2021 has seen a meteoric spike in new EV registrations. If EV was a stock, I’d be a very happy boy right now. As a share of registrations EV’s make up 8.76%. The Ministry of Transport projected that by the late 2020s 10% of all cars will be electric.
Can Our Power Grid handle It
Earlier this year we had blackouts, and our dams faced a shortage in water due to a La Niña that had been going on since October last year. Coal in Huntly was burned to help make up supply ahead of time and other power stations had to be turned on to help make up shortfalls.
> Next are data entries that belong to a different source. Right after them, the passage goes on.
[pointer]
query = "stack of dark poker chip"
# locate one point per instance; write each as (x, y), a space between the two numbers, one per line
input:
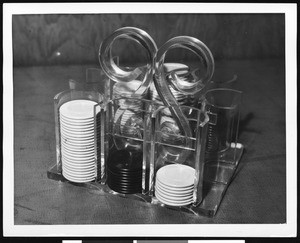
(124, 171)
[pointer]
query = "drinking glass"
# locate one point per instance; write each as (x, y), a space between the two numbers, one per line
(170, 146)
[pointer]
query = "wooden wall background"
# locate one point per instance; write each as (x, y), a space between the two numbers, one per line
(75, 38)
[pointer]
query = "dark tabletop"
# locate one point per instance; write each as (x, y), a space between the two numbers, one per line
(256, 195)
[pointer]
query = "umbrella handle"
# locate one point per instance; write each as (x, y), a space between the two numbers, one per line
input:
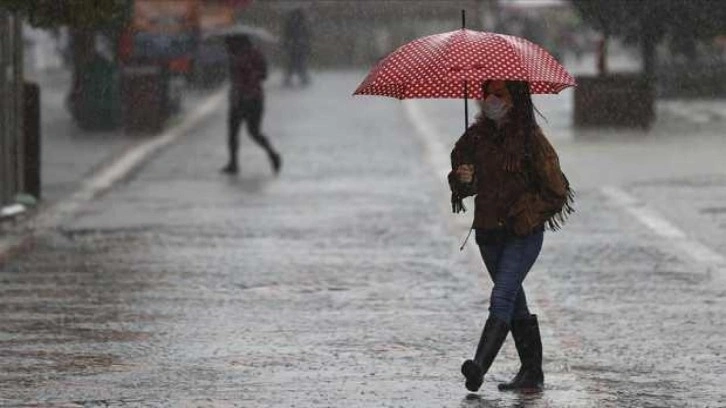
(466, 105)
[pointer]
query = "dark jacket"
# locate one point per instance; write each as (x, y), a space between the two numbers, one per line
(248, 69)
(518, 183)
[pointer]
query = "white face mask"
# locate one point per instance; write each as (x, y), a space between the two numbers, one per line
(494, 108)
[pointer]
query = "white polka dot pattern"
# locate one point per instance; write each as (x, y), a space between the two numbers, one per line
(437, 66)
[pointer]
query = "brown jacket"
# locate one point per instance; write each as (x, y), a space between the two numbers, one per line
(518, 183)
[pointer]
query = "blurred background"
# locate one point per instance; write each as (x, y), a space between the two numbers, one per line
(128, 66)
(133, 273)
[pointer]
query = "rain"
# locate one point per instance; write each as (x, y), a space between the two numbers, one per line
(248, 203)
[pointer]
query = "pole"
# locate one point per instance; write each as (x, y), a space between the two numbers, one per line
(466, 90)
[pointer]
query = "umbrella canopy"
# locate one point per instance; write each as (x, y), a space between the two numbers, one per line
(457, 63)
(255, 33)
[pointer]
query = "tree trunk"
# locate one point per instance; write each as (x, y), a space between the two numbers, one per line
(648, 54)
(602, 55)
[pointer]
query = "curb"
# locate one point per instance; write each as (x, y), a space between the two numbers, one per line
(47, 218)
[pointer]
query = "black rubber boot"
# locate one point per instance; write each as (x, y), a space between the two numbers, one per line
(492, 338)
(530, 377)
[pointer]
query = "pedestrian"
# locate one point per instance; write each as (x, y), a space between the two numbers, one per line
(296, 41)
(505, 160)
(248, 69)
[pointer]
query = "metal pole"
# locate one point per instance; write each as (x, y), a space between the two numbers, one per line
(466, 90)
(6, 179)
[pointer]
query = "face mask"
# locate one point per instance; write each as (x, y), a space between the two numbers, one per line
(494, 108)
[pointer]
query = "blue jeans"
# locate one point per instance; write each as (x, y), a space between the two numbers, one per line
(508, 261)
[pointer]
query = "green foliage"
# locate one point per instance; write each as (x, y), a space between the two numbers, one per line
(82, 14)
(636, 19)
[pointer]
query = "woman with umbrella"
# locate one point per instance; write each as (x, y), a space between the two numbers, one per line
(503, 159)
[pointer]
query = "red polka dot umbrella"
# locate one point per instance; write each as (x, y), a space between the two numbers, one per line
(457, 63)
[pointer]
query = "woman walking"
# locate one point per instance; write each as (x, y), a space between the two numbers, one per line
(505, 160)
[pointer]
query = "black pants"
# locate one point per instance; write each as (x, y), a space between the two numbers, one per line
(251, 110)
(297, 64)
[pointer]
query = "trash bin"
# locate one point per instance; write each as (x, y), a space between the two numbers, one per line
(95, 98)
(31, 138)
(144, 90)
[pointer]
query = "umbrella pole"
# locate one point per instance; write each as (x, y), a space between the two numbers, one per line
(466, 90)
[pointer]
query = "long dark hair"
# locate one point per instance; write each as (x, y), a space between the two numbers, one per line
(522, 114)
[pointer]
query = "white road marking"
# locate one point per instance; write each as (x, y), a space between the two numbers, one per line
(122, 166)
(104, 179)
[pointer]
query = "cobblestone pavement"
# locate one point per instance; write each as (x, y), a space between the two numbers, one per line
(341, 283)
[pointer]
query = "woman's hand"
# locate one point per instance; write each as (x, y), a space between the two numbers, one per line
(465, 173)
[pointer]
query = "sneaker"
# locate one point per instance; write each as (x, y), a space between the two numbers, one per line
(276, 161)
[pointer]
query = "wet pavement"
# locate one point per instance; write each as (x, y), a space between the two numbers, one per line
(340, 282)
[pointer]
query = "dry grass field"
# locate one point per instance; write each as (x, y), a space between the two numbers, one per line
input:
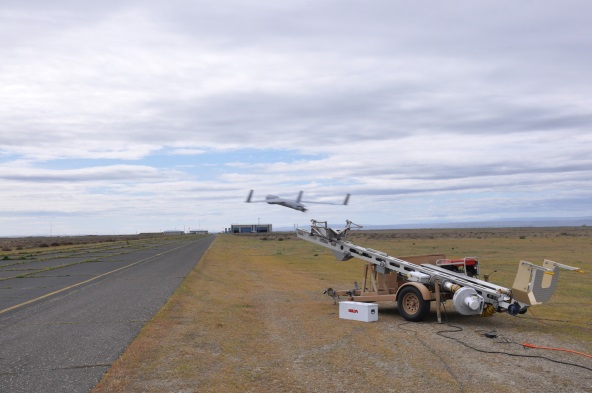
(251, 317)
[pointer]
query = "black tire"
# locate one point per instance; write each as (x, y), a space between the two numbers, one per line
(412, 305)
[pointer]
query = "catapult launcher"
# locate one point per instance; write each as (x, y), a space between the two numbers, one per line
(415, 281)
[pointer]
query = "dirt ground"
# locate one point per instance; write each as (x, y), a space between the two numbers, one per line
(251, 317)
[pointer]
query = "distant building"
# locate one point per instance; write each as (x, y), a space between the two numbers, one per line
(173, 233)
(250, 228)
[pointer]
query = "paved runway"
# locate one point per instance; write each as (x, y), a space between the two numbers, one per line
(66, 317)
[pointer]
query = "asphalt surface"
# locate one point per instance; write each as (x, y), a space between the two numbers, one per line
(66, 317)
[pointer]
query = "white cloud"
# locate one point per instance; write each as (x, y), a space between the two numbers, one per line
(459, 110)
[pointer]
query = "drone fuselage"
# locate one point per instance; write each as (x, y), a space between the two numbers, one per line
(275, 200)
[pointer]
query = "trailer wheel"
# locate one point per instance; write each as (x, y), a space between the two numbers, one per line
(412, 305)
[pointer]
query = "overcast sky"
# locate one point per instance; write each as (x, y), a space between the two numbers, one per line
(125, 116)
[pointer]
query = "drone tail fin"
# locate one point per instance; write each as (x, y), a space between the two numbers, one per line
(299, 197)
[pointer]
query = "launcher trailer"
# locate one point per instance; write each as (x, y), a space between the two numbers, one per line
(415, 281)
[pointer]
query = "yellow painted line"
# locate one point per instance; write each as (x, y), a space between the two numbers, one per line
(86, 281)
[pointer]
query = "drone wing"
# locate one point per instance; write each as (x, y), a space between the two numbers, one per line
(345, 201)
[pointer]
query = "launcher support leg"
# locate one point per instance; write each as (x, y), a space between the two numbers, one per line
(438, 300)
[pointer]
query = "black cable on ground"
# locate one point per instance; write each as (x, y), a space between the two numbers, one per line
(460, 329)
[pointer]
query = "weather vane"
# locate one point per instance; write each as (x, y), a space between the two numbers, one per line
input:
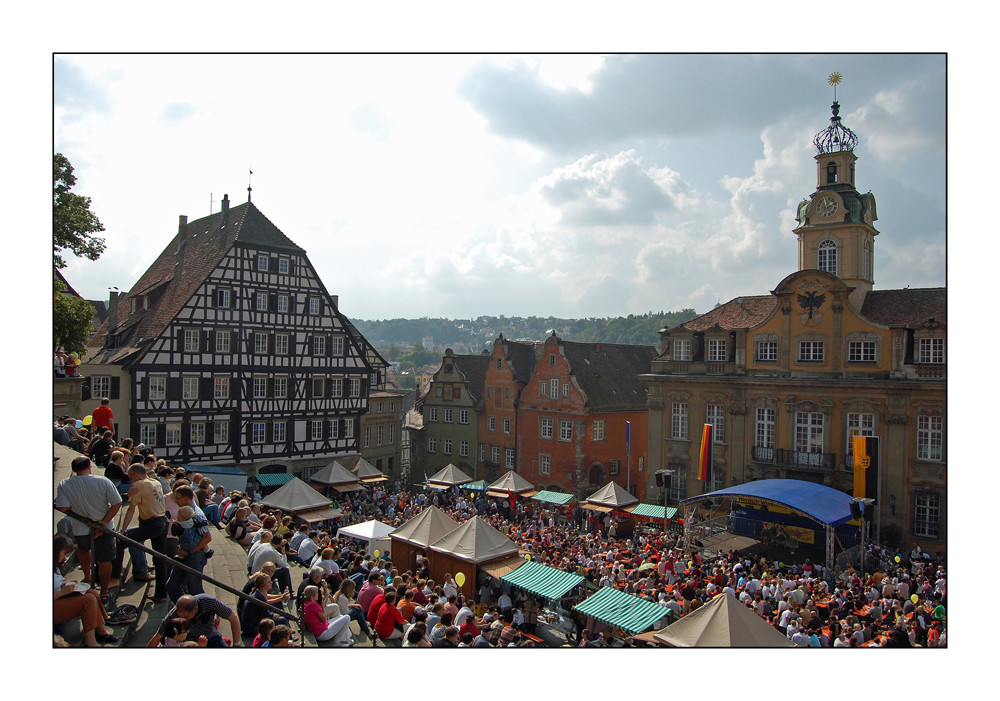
(834, 80)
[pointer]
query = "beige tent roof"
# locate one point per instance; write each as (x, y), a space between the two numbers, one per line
(476, 541)
(513, 482)
(366, 472)
(333, 474)
(295, 496)
(612, 495)
(428, 526)
(450, 476)
(722, 622)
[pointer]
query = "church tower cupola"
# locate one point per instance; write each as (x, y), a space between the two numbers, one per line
(835, 225)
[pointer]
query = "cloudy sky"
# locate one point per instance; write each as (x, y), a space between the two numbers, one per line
(457, 185)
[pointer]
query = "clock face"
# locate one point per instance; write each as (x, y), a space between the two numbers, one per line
(827, 206)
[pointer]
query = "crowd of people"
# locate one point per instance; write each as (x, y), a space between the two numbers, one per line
(899, 601)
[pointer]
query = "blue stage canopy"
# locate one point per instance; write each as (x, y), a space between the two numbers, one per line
(824, 504)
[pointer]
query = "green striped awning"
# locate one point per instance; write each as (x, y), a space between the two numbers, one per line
(653, 511)
(541, 579)
(552, 497)
(623, 610)
(274, 479)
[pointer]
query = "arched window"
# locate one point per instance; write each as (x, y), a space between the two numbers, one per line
(827, 257)
(831, 173)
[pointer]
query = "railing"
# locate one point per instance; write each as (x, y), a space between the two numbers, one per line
(803, 459)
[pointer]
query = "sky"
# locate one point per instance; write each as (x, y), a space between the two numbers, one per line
(459, 185)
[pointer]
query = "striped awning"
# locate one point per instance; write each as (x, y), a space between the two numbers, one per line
(553, 497)
(652, 511)
(542, 580)
(274, 479)
(622, 610)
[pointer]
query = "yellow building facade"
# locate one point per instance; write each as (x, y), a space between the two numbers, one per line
(788, 378)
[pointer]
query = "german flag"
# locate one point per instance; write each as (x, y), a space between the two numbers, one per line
(705, 456)
(866, 467)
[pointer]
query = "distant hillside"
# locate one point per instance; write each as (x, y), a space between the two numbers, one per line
(395, 337)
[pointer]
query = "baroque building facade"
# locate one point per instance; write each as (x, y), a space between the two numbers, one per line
(786, 379)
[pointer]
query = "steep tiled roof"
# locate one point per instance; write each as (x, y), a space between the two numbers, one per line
(739, 313)
(178, 271)
(609, 373)
(906, 307)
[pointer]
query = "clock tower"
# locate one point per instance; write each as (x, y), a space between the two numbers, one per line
(835, 225)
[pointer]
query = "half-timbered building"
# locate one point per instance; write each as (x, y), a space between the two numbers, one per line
(234, 352)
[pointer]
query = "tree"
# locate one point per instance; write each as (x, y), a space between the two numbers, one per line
(72, 320)
(73, 224)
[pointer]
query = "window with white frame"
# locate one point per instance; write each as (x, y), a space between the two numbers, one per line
(717, 351)
(930, 437)
(280, 387)
(545, 427)
(811, 351)
(565, 429)
(930, 350)
(858, 424)
(220, 432)
(764, 428)
(809, 428)
(861, 351)
(259, 388)
(715, 414)
(281, 344)
(189, 388)
(157, 387)
(173, 434)
(598, 430)
(926, 514)
(826, 257)
(100, 385)
(679, 420)
(260, 343)
(767, 351)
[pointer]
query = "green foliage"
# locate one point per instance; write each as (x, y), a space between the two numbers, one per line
(73, 224)
(72, 320)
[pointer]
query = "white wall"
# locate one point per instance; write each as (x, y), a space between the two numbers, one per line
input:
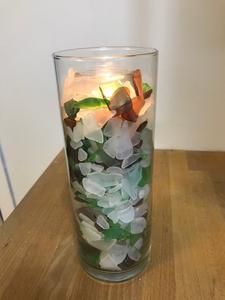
(189, 34)
(191, 91)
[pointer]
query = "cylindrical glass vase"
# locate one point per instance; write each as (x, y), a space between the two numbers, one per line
(107, 101)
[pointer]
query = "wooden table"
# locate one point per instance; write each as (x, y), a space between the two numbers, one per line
(38, 259)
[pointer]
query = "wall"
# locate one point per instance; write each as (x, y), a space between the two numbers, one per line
(189, 34)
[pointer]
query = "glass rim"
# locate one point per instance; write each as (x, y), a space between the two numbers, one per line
(122, 52)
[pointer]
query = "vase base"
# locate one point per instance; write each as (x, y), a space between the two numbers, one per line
(116, 276)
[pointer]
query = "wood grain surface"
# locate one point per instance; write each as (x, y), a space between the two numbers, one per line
(38, 258)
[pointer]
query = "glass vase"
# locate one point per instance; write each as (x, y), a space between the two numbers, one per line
(107, 103)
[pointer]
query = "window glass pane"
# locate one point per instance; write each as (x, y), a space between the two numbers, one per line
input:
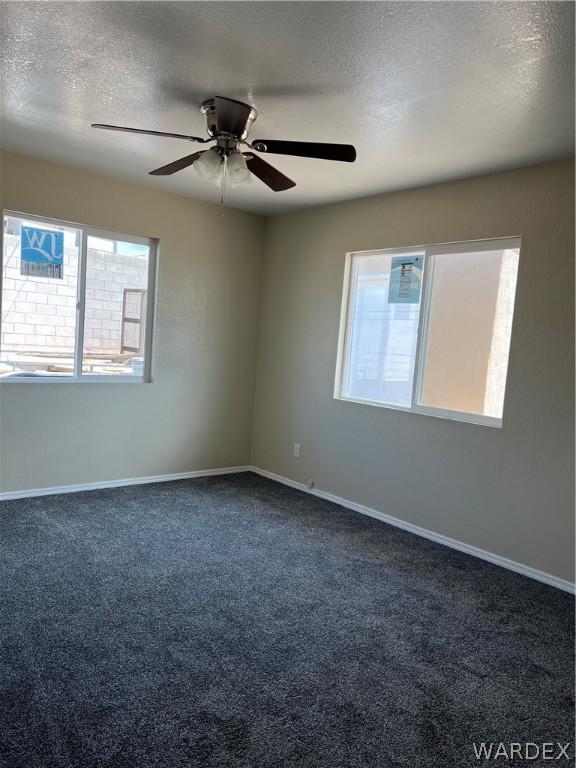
(39, 295)
(383, 327)
(469, 328)
(115, 311)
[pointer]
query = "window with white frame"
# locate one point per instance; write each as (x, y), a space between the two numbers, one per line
(428, 329)
(77, 302)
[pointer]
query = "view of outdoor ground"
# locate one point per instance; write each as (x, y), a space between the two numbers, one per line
(40, 315)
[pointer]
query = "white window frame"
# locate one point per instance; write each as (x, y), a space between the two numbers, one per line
(88, 231)
(344, 336)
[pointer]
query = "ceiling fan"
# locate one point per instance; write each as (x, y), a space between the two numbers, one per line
(228, 123)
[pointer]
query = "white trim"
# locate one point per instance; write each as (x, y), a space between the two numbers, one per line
(87, 231)
(9, 495)
(347, 308)
(482, 554)
(504, 562)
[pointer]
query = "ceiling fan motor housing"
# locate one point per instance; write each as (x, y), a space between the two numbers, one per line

In August, Transpower had to declare a grid emergency for the first time in 2o years, and turned off the power to a swathe of homes on what has been reported as being one of the coldest nights of the year.
According to Stuff Electricity Invercargill Limited [EIL] is forecasting energy use in residential homes will climb from 8000kwh per year to 12000 to 13000kwh.
Infometrics.co.nz helpfully ran the numbers for us back in 2018. They might be a little old now, but I think they still give a clear glimpse of the hurdles we’re going to have to clear on the path to a fully electric fleet.
For New Zealand’s fleet of 4 million (now in 2021 4.4 million) hypothetical electric cars to all be charged at the same time, we’d require 8,100 and 9,000MW. According to Transpower, current electricity generation stands at 9,284 mega watts.
So at face value it looks like if we decided to all run our cars flat at the exact same time and plug them all in, we could bring the countries grid to its knees. Obviously real life isn’t as simple as a quick paper sum.
Dr Marcos Pelenur came into EV’s defence that smart charging will mitigate load issues, in much the same way that hot water cylinders already do. Not only that but EV’s can feed power back into the system if required, providing natural load balancing. With faster and larger demand for power gives more providers incentive to invest further as well. Of course EV providers are already providing their own solutions in the form of Tesla’s Power wall, a solar panel system that provides energy backups and 24/7 outage protection. EV users in general tend to be big into getting free power wherever they can, whether they’re scrapping each other for the one fast charger in the parking lot down the road from their house or installing solar panels. According to BMW “More than 30% of BMW EV customers invested in residential solar.”
It’s not clear whether these people are getting solar panels because they got an EV, or whether the sort of people who would want an EV are the sorts of people who would already have solar.
Either way New Zealand’s grid is going to have to grow, and it is with various projects in the pipeline, including Contact Energy’s new Geothermal plant in Taupo bringing in an added 150 MW.
Hopefully our grid can grow uniformly with demand, with or without EV’s as a factor.